# EXPLOSIONS In Motion



## treefork (Feb 1, 2010)

Haven't posted a video in a long time . I set up my pendulum swing again so I can do my in motions shots . I'm using " Red Cracker Snaps " for a target . Target profile is the size of a match head . Distance 33 feet . It's a different kind of focus shooting small swinging targets . I'll do some cards and match lights soon and eventually the Gambler on the swing . Just getting started again . Just having some fun and trying to keep it fresh and motivating . Hope you enjoy .


----------



## Alfred E.M. (Jul 5, 2014)

* :bowdown:** :bowdown:** :bowdown:*


----------



## Luck over skill (Jan 19, 2015)

man you make that look to easy, great shooting really like your vids, motivates me to be that good one day


----------



## James West (Dec 6, 2014)

Great shooting treefork


----------



## bigdh2000 (Feb 9, 2015)

Great to have you shooting regularly again, Marty.


----------



## Ibojoe (Mar 13, 2016)

You da man!! As always great shootn!! Love your videos


----------



## Rayshot (Feb 1, 2010)

Holy Hippy, Good shot!

Like watching the 70's with a shot from the 21st century. :thumbsup: :target:


----------



## Quynh (Dec 1, 2015)

Omg great shoot

Gửi từ ASUS_Z00AD của tôi bằng cách sử dụng Tapatalk


----------



## wn4Studios (Jul 4, 2016)

Always enjoy your shooting vids. Great shot.


----------



## Genoa Slingshot (Oct 29, 2015)

ahahah funny! 
Have to try swinging target...I don't know in my range...I'll thinking about it!
Great shooting TF!


----------



## treefork (Feb 1, 2010)

Alfred E. Monkeynipples said:


> * :bowdown:** :bowdown:** :bowdown:*


Thank you for watching A.E.M. .


----------



## Flatband (Dec 18, 2009)

Damn, the boy can shoot!!!!!!!!!


----------



## treefork (Feb 1, 2010)

Luck over skill said:


> man you make that look to easy, great shooting really like your vids, motivates me to be that good one day


Thanks for watching and commenting . Keep shooting . Use your skill over luck !


----------



## treefork (Feb 1, 2010)

James West said:


> Great shooting treefork


Thanks for watching and commenting



bigdh2000 said:


> Great to have you shooting regularly again, Marty.


Ya . It relaxes me Dan .


----------



## CornDawg (Sep 27, 2015)

lol. I can only grow hair like that in my nose. You must promise to be sporting that doo when you achieve the Cross. Instant cult status on the level of "If I can just touch his garment" will result. Do you have an agent?


----------



## treefork (Feb 1, 2010)

Rayshot said:


> Holy Hippy, Good shot!
> 
> Like watching the 70's with a shot from the 21st century. :thumbsup: :target:


Thanks Ray . The long hair has dramatically helped my shooting . My strength is also through the roof . It's weird but I'll take it .


----------



## treefork (Feb 1, 2010)

Ibojoe said:


> You da man!! As always great shootn!! Love your videos


Thanks for always watching and commenting Ibojoe . I appreciate it .


----------



## treefork (Feb 1, 2010)

Quynh said:


> Omg great shoot
> 
> Gửi từ ASUS_Z00AD của tôi bằng cách sử dụng Tapatalk


Thanks for watching .



wn4Studios said:


> Always enjoy your shooting vids. Great shot.

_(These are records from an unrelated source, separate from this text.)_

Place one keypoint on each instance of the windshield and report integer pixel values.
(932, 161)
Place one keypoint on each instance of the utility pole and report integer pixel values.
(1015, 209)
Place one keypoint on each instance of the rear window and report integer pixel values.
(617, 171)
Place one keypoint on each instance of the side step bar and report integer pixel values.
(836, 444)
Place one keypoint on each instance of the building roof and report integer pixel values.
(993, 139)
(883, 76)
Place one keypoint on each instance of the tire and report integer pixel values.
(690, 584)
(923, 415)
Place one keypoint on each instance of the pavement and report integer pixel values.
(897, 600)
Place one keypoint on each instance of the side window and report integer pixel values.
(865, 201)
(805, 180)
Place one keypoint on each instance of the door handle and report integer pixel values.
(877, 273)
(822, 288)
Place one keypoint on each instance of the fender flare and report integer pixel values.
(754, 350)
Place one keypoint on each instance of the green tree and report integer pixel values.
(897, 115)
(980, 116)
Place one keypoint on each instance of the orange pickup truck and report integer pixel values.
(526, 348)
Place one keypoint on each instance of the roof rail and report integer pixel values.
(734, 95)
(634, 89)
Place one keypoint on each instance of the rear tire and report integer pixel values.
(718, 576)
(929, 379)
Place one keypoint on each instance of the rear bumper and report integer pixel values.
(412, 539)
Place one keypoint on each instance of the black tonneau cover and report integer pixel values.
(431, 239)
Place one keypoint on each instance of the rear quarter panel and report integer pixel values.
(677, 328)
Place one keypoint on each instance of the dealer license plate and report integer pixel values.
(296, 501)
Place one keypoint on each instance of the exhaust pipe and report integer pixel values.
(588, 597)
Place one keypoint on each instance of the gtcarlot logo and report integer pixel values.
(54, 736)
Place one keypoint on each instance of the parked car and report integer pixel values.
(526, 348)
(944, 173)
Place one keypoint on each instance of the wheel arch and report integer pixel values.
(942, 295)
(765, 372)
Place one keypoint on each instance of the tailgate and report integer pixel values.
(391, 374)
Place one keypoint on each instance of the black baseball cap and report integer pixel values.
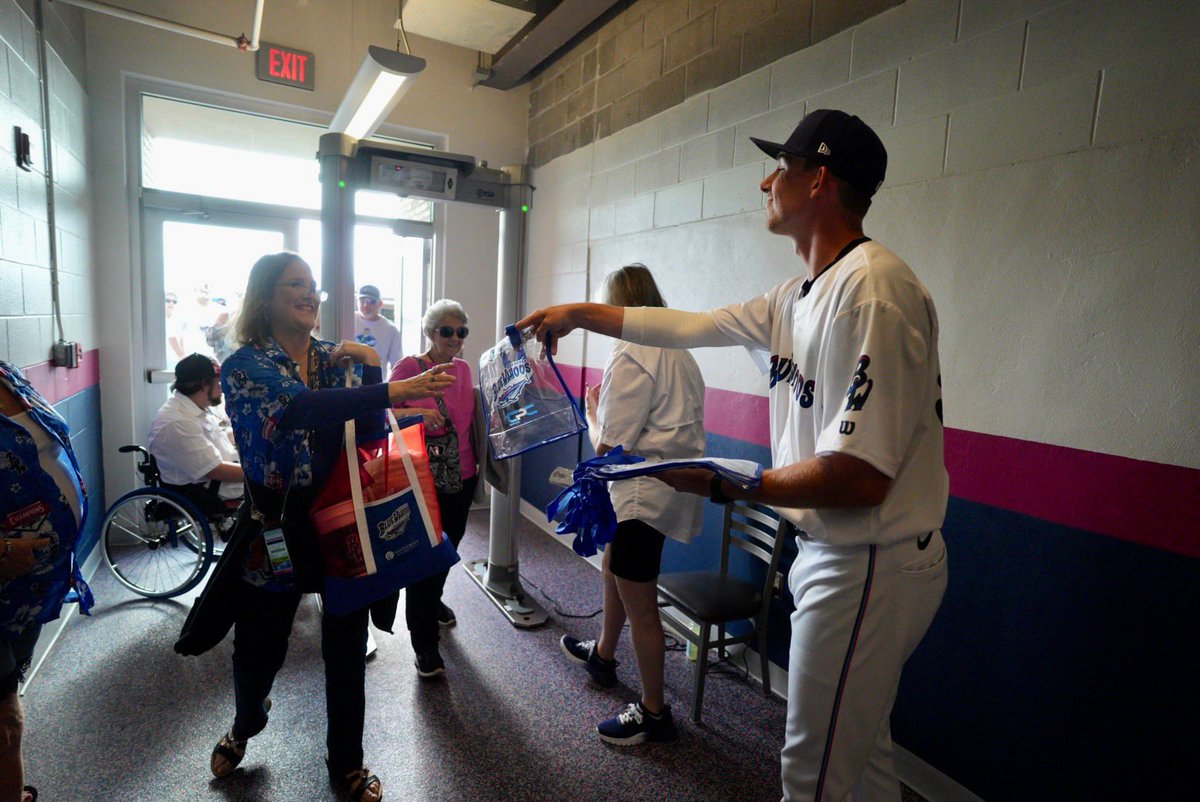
(841, 142)
(195, 369)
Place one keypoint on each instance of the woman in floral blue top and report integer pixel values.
(42, 507)
(287, 402)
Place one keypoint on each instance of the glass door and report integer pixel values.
(197, 263)
(394, 257)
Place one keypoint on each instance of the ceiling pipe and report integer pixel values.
(541, 39)
(240, 41)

Thanks for the kind words .


----------



## treefork (Feb 1, 2010)

Genoa Slingshot said:


> ahahah funny!
> Have to try swinging target...I don't know in my range...I'll thinking about it!
> Great shooting TF!


Thanks Genoa . These are the bigger bang version of the snaps you're using . If you can find any in your country I highly recommend them for a bigger bang . They are fun !


----------



## Tag (Jun 11, 2014)

You are a true Ambassador of this sport.


----------



## treefork (Feb 1, 2010)

Flatband said:


> ****, the boy can shoot!!!!!!!!!


Thanks Gary . Slingshots are pretty amazing !


----------



## treefork (Feb 1, 2010)

CornDawg said:


> lol. I can only grow hair like that in my nose. You must promise to be sporting that doo when you achieve the Cross. Instant cult status on the level of "If I can just touch his garment" will result. Do you have an agent?


Thanks CornDawg . I will set up the Cross some time . The bands will need to be a little more powerful for that shot . As long as I don't cut my hair it should be no problem .


----------



## treefork (Feb 1, 2010)

Tag said:


> You are a true Ambassador of this sport.


Thank you Tom . I am passionate about slingshots and hope that I can make it contagious .

I have to drive to Indiana to buy these targets used in the video . ( Red Cracker Snaps ) . Have you tried them yet since they are available to you ?


----------



## treefork (Feb 1, 2010)

Thank you all . The swinging match light and swinging card cut are next up .


----------